2. Prioritize flexible, high-mix factory automation
For high-mix operations:
- Use modular robotic cells with standardized tooling
- Employ vision-guided handling and welding for part variation
- Adopt standardized carriers and fixturing
This approach prepares plants for demand swings and accelerates adaptation.[7]
3. Build a scalable digital backbone
Strong automation ROI depends on data infrastructure:
- Segmented, protocol-driven industrial networks
- Integration of shop-floor systems with MES/ERP platforms
- Common data models for analytics, digital twins, and benchmarking
Without this, predictive maintenance and advanced analytics remain siloed pilots.
4. Start predictive maintenance where most impactful
Target assets that:
- Are bottlenecks
- Carry high outage costs
- Support multiple lines (utilities, key equipment)
Selective deployment yields substantial ROI even at small scale.[14]
5. Make workforce reskilling a core capital project
Treat reskilling as a planned investment:
- Map current and future competency needs
- Develop structured learning paths (e.g., robot programming, safety)
- Collaborate with educational or technology partners
Early action mitigates disruption and supports automation implementation.
6. Monitor policy and funding opportunities
Systematically track:
- Grants and credits for automation, robotics, and energy projects
- Public training initiatives
- Evolving regulatory requirements
Aligning automation plans to policy and funding windows can lower costs and speed value realization.
Frequently Asked Questions
How should manufacturers calculate the ROI of automation projects?
Combine financial and operational impacts:
- Upfront/lifecycle costs: hardware, integration, training, maintenance, software
- Financial benefits: labor, scrap, energy, maintenance savings
- Operational benefits: uptime, throughput, lead time, delivery
Explicitly model avoided downtime and maintenance where predictive maintenance and digital twins are in play. Reference current OEE, scrap, and downtime, and apply industry benchmarks for savings (e.g., 30-50% downtime reduction).[22]

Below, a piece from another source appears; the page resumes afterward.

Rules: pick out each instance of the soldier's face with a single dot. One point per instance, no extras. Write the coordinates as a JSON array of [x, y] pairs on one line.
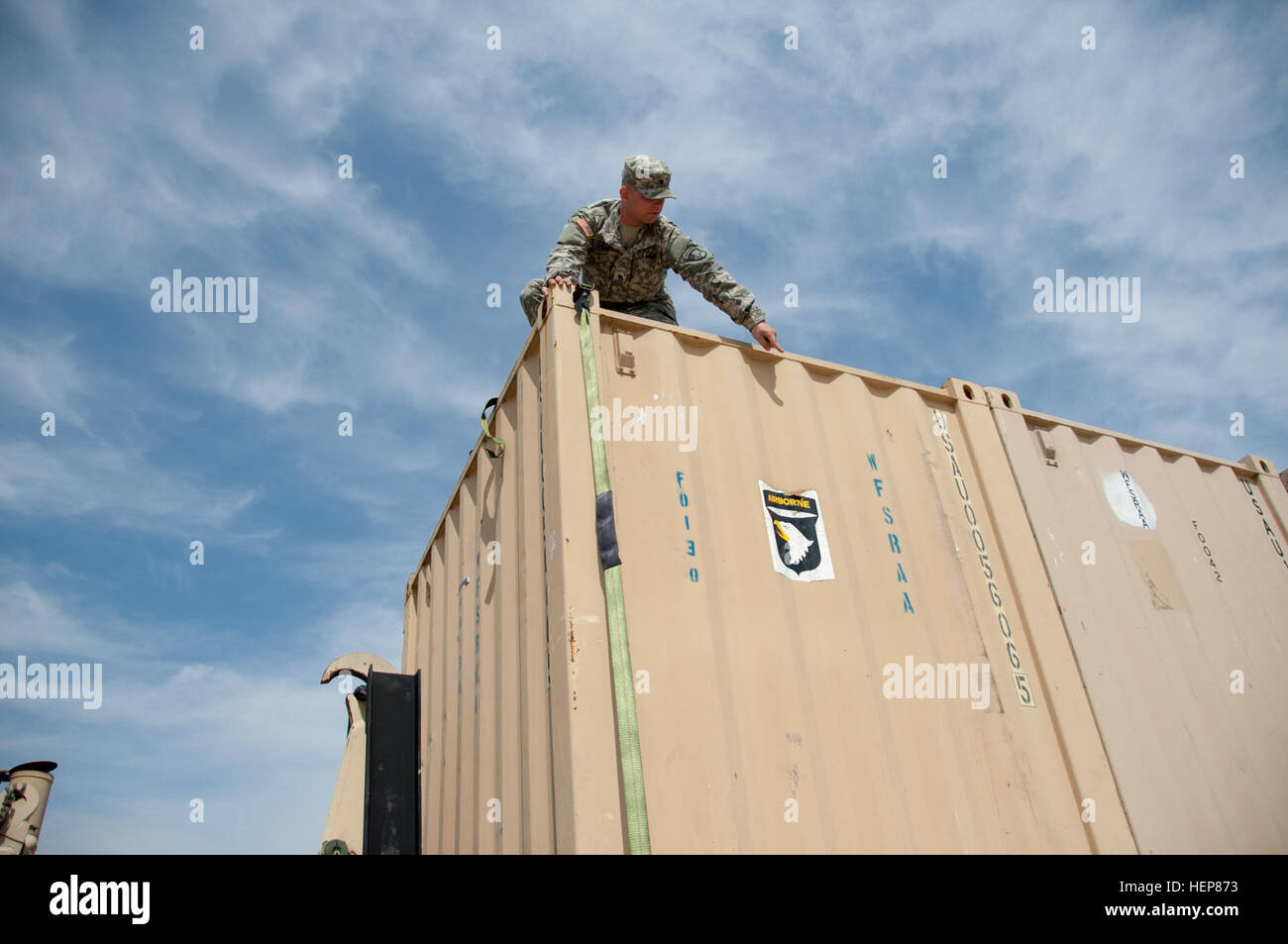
[[639, 210]]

Which metalworking processes benefit most from industrial robotics in high-mix environments?
Effective robotic applications include:
- Welding of families with similar joints but variable geometries
- Machine tending of CNCs and turning cells with standard pallets and tool libraries
- Material handling/kitting using collaborative or mobile robots
- Repetitive or ergonomically demanding finishing tasks
ROI is highest where repetitive tasks, safety hazards, and high-quality demands intersect.
How does automation affect workforce size and skills?
Automation will reconfigure more jobs than it eliminates:
- Routine tasks automate, reducing certain manual jobs
- New roles emerge in programming, maintenance, data analysis, digital operations
Projections show net job gains by 2030, with significant retraining requirements.[18] Metalworking plants will require smaller manual teams and more skilled technicians.
What role do digital twins play in factory automation ROI?
Digital twins provide ROI by:
- Enabling virtual commissioning and reduced startup times
- Supporting simulation for scheduling and layout changes
- Enhancing predictive maintenance and energy optimization
Case studies show double-digit productivity and quality gains, plus 15-30% energy savings when digital twins are implemented.[15] Digital twins are especially valuable for welding cells, machining lines, and heat-treatment assets.
How can small and mid-sized metalworking firms get started with predictive maintenance?
SMEs can start by:
- Identifying 3-5 critical assets prone to costly failure
- Monitoring key parameters (vibration, temperature, current, pressure)
- Using subscription-based analytics for anomaly detection
- Integrating alerts with existing maintenance systems
Many SMEs achieve significant downtime and cost reductions with this targeted, low-investment approach.[14]